Which is to say that all of this is shared without consent, but I hope that if the author of this book ever sees this post that she will not object. Instead we will get together and drink fabulous home made margaritas, share some crackers and hummus, and I will try to explain to her just why gardening and canning is so much more cost-effective than she seems to believe while bonding over the shared trauma of having watched ducks rape chickens. It's kinda like watching Law & Order SVU, but with slightly less self-loathing afterwards.

I disagreed with a few things that were deemed better to buy such as potato chips (I only make them a few times a year, but I never buy them!) and hamburger buns (you just need the right pans!), but on the whole, I loved this book and highly recommend that anyone interested in a self-sufficient lifestyle check it out!


So mixed in among tales of ducks, turkeys, chickens, and goats, there is a recipe for knock off Cheez-Its that sounded much better than the Pinterest recipe for one reason: cayenne.


Make it or buy it? Make it.
Hassle: Even cutting them isn't that bad.
Cost comparison: Homemade $0.32 per ounce. Store-bought: $0.39 per ounce (I'd guess my margins are wider, though, based on buying things in bulk.)

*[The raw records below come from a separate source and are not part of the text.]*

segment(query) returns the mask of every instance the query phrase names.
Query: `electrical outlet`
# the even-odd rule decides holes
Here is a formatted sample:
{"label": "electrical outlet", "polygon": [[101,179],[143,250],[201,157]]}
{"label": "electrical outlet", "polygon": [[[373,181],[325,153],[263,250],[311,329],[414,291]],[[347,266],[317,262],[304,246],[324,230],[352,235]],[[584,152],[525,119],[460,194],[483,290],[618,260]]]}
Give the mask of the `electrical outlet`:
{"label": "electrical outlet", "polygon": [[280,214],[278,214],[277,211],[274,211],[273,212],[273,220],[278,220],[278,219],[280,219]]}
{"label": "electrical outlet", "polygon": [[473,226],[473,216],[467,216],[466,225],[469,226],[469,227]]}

8 Tbsp. butter, cold and cut into small chunks
1/4 pound grated cheddar (about 1 cup)
1/2 tsp kosher salt
1/8 tsp white pepper
Pinch of cayenne (I think I used about 1/4 tsp)
1 cup plus 2 tbsp. all purpose flour (I used all trumps bread flour because here it's that or whole wheat)
1 tsp. Worcestershire sauce

1. Put the butter, cheese, salt, white pepper, and cayenne in a food processor and pulse until the butter is broken up into bits and the mixture forms small curds, like cottage cheese. Add the flour and pulse until combined. It will now look more like wet couscous. Add the Worcestershire sauce and pulse again. The dough should be moist and come together in your hands.

2. Turn the dough onto a work surface and knead it once or twice until it forms a ball. Pat it into a disk, wrap in plastic, and chill for at least an hour.

3. Preheat the oven to 350 degrees F.

4. Roll the dough out a scant 1/4 inch thick. (If the dough seems sticky, flour the work surface, though you probably won't need to.) Using a fluted wheel cutter (if you have one; if not a knife is fine) and a ruler, cut the dough into long 1-inch-wide strips and then cut the strips into 1-inch squares. Gather and re-roll the scraps and continue cutting.

5. Place on an ungreased cookie sheet. The crackers won't expand, so you can fit them fairly tightly. Make a small hole in the center of each cracker with a skewer or the stem of an instant-read thermometer. A toothpick isn't quite big enough.

It's at this point you realize, "This is gonna be AWESOME!"
6. Bake for about 15 minutes, until the crackers darken just a bit. Cool completely on a rack and store in a cookie tin for up to a week.

As if they'll last that long.

Makes 70 to 80 crackers.

The first batch was amazing. The next batch I made, I doubled the recipe and probably quadrupled the amount of wine I had before making them, so they didn't turn out as well. Actually, come to think of it, the first time I made them I was low on cheddar, so I used half smoked Gouda  And I don't like cheddar, but I love Gouda, so that might have something to do with it.

Seriously, though. I would have taken an artistic macro photo in a bowl or something, but they were all gone by the time the light was right for that. Bottom line - make the cheez-its, buy the book, look out for ducks. Now you know.